Rogeberg’s conclusion counters a large literature, however, which supports a link between pot use and neurophysiological decline. Studies in both humans and animals suggest that folks who acquiring a marijuana habit in adolescence face long-term negative impacts on brain function, with some users finding it difficult to concentrate and learn new tasks.
Notably, most studies about them claim that while there might be negative consequences of smoking as a teen, users who begin in adulthood are often unaffected. This can be due to endocannabinoid-directed reorganization of mental performance during puberty, Hermann explained. The intake of cannabinoids that is included with pot use might cause irreversible “misleading of the neural growth,” he said.
Along with the consequences for intelligence, many studies claim that smoking marijuana raises the risk of schizophrenia, and could have similar effects on the brain. Hermann’s group used MRI to detect cannabis-associated neuron damage in the pre-frontal cortex and found that it was much like brain changes observed in schizophrenia patients. Other studies further claim that weed-smoking schizophrenics have greater disease-associated brain changes and perform worse on cognitive tests than their non-smoking counterparts.
But much with this research can’t distinguish between brain changes resulting from marijuana use and symptoms associated with the disease. It’s possible that cannabis-smoking schizophrenics “might have unpleasant symptoms [that precede full-blown schizophrenia] and are self-medicating” with the psychotropic drug, said Roland Lamarine, a professor of community health at California State University, Chico. “We haven’t seen a rise in schizophrenics, despite having a lot more marijuana use.”

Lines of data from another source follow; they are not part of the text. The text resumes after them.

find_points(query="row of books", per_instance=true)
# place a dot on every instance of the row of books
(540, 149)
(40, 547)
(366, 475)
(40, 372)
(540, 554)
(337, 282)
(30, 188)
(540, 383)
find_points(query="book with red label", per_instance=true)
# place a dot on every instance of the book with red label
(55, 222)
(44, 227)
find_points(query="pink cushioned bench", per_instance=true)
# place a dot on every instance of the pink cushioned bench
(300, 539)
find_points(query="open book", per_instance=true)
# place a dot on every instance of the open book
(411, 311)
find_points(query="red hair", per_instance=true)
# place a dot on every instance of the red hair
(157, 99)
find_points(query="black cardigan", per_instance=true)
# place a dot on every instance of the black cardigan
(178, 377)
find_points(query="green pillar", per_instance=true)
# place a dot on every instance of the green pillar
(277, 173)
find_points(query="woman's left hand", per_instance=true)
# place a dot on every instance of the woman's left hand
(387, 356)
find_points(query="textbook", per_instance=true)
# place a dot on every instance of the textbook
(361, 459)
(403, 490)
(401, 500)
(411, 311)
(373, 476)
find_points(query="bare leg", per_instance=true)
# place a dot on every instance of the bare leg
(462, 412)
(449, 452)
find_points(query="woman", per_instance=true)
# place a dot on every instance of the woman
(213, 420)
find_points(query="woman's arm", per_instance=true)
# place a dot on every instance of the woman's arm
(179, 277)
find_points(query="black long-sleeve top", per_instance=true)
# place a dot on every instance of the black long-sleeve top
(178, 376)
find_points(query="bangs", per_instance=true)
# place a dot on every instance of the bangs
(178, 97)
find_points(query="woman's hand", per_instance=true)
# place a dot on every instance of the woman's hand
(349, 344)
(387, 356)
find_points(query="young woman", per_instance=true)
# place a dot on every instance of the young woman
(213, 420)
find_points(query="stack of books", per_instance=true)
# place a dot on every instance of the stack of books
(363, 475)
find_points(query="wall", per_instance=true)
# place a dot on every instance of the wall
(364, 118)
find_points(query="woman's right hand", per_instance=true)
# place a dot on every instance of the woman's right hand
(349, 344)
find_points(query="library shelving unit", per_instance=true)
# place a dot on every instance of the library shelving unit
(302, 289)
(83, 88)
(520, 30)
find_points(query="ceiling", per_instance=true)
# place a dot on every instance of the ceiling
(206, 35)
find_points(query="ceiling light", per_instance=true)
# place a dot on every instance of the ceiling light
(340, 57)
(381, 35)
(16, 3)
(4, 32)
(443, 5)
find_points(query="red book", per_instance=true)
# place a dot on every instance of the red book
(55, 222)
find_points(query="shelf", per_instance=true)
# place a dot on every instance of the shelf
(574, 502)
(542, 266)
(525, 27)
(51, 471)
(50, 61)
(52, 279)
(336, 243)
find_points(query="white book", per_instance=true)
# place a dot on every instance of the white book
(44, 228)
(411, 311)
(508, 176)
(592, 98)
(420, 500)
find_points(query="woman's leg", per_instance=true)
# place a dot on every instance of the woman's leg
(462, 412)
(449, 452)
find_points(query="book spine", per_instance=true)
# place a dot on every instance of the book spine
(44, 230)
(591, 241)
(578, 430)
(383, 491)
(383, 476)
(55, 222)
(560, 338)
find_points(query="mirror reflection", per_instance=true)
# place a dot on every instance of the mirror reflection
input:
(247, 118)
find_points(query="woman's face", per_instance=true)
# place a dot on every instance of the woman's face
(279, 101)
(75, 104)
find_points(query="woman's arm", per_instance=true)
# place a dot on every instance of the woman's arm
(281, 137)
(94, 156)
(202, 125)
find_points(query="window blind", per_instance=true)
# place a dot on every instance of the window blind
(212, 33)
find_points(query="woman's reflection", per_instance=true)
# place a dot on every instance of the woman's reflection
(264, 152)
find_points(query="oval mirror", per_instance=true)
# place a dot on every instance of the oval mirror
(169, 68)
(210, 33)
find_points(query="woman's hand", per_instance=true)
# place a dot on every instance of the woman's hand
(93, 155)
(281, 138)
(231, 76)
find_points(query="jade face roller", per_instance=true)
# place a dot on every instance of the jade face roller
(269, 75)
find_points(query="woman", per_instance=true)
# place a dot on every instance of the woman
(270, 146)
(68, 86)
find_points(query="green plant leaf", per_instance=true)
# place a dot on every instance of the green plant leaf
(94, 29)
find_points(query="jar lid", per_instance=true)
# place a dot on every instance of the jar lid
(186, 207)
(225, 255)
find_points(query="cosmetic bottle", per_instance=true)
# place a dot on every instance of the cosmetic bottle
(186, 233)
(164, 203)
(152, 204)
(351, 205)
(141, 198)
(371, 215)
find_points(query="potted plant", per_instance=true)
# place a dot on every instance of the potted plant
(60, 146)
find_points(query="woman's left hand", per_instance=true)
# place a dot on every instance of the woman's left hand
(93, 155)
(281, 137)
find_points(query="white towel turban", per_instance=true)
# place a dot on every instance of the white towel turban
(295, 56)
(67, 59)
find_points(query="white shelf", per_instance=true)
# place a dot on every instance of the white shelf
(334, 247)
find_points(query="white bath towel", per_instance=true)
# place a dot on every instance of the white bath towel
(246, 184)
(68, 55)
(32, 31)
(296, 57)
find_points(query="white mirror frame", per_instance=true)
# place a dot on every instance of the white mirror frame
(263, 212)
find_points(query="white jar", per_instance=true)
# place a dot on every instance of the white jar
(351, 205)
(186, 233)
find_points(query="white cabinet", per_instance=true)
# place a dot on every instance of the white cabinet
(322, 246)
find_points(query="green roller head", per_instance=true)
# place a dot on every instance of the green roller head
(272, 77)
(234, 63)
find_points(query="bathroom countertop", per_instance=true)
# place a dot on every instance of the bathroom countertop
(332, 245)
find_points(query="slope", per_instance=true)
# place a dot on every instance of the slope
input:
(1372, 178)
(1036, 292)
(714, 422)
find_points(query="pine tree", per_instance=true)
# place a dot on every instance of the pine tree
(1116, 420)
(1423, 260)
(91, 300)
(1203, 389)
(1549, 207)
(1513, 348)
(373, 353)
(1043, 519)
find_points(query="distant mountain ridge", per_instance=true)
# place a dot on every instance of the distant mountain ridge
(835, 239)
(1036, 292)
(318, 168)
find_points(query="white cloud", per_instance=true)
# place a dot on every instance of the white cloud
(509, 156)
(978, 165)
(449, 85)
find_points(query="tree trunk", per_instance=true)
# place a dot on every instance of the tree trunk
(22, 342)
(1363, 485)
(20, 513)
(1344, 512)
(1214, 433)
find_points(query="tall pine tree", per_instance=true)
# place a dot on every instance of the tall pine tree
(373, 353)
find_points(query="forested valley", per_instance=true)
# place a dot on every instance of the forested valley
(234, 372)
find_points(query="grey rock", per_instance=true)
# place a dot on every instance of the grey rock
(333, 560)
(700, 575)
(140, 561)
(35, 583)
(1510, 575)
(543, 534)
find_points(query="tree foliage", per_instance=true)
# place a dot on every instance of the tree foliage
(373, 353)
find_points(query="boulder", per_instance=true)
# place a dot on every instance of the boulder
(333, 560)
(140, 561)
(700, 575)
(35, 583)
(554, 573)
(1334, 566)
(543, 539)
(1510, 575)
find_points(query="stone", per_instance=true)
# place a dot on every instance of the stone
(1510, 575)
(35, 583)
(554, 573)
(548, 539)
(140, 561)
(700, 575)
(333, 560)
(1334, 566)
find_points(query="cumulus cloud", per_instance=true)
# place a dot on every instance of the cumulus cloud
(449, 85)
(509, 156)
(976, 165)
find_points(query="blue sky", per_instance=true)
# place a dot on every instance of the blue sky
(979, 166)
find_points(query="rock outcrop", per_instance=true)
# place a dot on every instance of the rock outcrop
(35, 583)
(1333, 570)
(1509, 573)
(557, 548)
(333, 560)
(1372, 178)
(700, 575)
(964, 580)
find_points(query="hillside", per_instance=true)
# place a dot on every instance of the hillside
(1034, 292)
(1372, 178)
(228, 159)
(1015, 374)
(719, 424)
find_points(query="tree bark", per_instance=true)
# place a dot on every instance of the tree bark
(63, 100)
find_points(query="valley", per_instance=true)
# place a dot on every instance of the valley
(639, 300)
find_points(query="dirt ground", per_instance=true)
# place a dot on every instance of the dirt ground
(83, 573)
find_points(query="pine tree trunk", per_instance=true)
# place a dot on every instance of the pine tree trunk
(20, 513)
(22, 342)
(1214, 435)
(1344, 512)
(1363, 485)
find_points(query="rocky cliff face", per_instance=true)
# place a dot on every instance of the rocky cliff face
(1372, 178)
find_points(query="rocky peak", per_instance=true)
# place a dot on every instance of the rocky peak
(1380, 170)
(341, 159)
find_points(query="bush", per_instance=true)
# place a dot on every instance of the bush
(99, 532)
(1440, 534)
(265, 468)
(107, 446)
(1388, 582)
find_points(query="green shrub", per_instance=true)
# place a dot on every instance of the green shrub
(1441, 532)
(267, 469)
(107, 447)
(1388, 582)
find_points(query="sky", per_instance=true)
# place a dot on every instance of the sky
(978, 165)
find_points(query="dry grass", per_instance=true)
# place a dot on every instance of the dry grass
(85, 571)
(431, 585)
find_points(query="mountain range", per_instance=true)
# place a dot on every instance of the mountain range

Actually, other research suggests that cannabis-using schizophrenics score better on cognitive tests than non-using schizophrenics. Such conflicting reports might be because of the varying concentrations-and varying effects-of cannabinoids in marijuana. Along with tetrahydrocannabinol (THC), a neurotoxic cannabinoid that’s in charge of marijuana’s mind-altering properties, the drug also incorporates a number of non-psychoactive cannabinoids, including cannabidiol (CBD), which could protect against neuron damage. Hermann unearthed that the amount of the hippocampus-a brain area very important to memory processing-is slightly smaller in cannabis users than in non-users, but more CBD-rich marijuana countered this effect.
A dangerous cocktail?
While data supporting the harmful aftereffects of marijuana on its own are weak, some researchers are far more worried about the drug together with other substances, such as tobacco, alcohol, or cocaine. Some studies suggest, like, that marijuana may increase cravings for other drugs, resulting in its infamous tag as a “gateway drug.” A study published earlier this month supported this theory when it unearthed that, at the very least in rats, THC exposure increases tobacco’s addictive effects. Furthermore, marijuana may not mix well with prescription drugs, as cannabis causes the liver to metabolize drugs more slowly, raising the risk of drug toxicity.